田母神前航空幕僚長の身勝手な言い分を掲載した、「週刊現代」が店頭から消える勢いだそうである。また、彼の意見を支持する日本人の声もかなり高いことも事実である。
田母神の文章は、中国侵略を中心に誤解と強引な解釈によって成り立っている。事実誤認から導き出された結論が、日本は侵略していないとする身勝手な内容である。誰も自国を悪者にはしたくはない。そうした国民の意識につきこんだ、日本は侵略国家でない理論である。
この男の主張がかなり自衛隊内部で広がりをもっていることも今回確認された。

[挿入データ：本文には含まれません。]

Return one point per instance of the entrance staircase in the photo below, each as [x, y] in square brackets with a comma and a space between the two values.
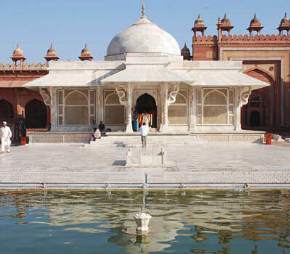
[124, 139]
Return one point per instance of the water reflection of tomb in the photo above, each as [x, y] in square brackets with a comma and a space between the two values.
[199, 215]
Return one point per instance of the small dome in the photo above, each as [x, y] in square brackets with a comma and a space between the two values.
[225, 24]
[185, 52]
[284, 24]
[143, 37]
[51, 54]
[199, 25]
[255, 25]
[85, 54]
[18, 54]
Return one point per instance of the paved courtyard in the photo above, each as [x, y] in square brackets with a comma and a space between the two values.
[71, 165]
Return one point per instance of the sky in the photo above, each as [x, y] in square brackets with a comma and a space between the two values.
[69, 24]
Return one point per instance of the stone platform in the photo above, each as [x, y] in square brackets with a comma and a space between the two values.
[84, 137]
[102, 165]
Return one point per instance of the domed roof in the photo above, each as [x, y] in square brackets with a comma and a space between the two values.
[51, 54]
[18, 54]
[255, 24]
[85, 54]
[226, 23]
[285, 23]
[143, 37]
[199, 24]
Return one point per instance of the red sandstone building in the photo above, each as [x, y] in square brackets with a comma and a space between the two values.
[266, 57]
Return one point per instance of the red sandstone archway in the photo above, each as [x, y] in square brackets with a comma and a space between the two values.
[6, 111]
[35, 115]
[258, 113]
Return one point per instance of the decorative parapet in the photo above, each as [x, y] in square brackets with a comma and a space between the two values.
[206, 39]
[23, 67]
[251, 39]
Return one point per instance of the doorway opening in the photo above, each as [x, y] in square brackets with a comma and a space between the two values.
[36, 115]
[6, 111]
[145, 111]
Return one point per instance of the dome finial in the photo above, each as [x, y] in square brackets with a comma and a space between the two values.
[143, 9]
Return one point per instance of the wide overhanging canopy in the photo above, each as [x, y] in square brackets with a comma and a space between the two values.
[147, 75]
[198, 78]
[69, 79]
[222, 78]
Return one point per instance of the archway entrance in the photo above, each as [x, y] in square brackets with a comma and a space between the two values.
[35, 115]
[145, 111]
[6, 111]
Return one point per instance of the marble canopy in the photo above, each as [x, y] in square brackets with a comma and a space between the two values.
[181, 95]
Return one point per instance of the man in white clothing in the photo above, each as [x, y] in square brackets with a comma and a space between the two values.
[6, 135]
[144, 133]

反米右翼と言われる、国粋主義者の台頭である。皇国史観を脅かされるのを嫌っているのではないか。
田母神の主張は、かなりある面では閉塞感のある日本外交の本質をついている。主張の中には、アメリカ依存からの脱却を強く主張している。自衛隊の武器調達が、アメリカ軍事産業に牛耳られている実態も告発している。
だから核武装してでも日本は独立せよというのである。抑止力を言っているのであろう。決して使うことがないというのであろう。武器は殺傷能力が高いほど抑止力がある。それならば、アメリカがいちばん平和であるはずである。

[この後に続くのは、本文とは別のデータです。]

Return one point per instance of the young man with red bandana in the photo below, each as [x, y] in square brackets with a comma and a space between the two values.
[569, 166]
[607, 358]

アメリカは、第2次世界大戦以後世界で起きる紛争のすべて気関与している。抑止力は恫喝にしかなっていない。核については何よりも、その存在そのもの非人道性を日本は、世界に訴える立場にある。
アメリカ従属の閉塞した日本外交を打開したいなら、アメリカに追従する政策をひとつづつ見直すことが基本である。
こうした田母神の言い分が変な形とはいえ支持をうける日本の現状にこそ問題がる。日本国憲法を評価してこなかった連中の台頭である。日本は怖ろしい方向へ向かっているのではないか。